The exposure to the pesticide left Mr. Esmond severely paralyzed. His sons, Sean and Ryan Esmond – both in high school – have paralysis and no sensation in their limbs. His wife is now recovering enough to take care of her husband and sons.
The family was treated in the Caribbean for a brief time before they were flown to Philadelphia-area hospitals.

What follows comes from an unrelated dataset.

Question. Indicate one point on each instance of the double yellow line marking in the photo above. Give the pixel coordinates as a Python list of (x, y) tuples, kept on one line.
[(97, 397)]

In earnings report filed Thursday by ServiceMaster Global Holdings Inc., of Memphis, Tennessee, which owns Terminix, described an $87 million payout to the Esmond family. This comes in addition to $3 million already paid to the family to cover the insurance deductible.
The section in the earnings filing, titled “U.S. Virgin Islands” under “Other matters” on the company’s website, described the investigation that followed the use of the pesticide.
“We expect that, under the terms of the proposed settlement agreement, in addition to the amounts that the company’s insurance carriers have agreed to pay to the family pursuant to our general liability insurance policies, we will pay $87 million,” according to the post.
The company agreed in March to pay $10 million to resolve allegations that it was illegally spraying a toxic pesticide that critically sickened three members of the family in the U.S. Virgin Islands.
Terminix admitted to using odorless methyl bromide at 14 locations – including at the Sirenusa condominium resort in March 2015.
The plea agreement will be subject to approval at a court hearing scheduled for Aug. 25, according to the filing.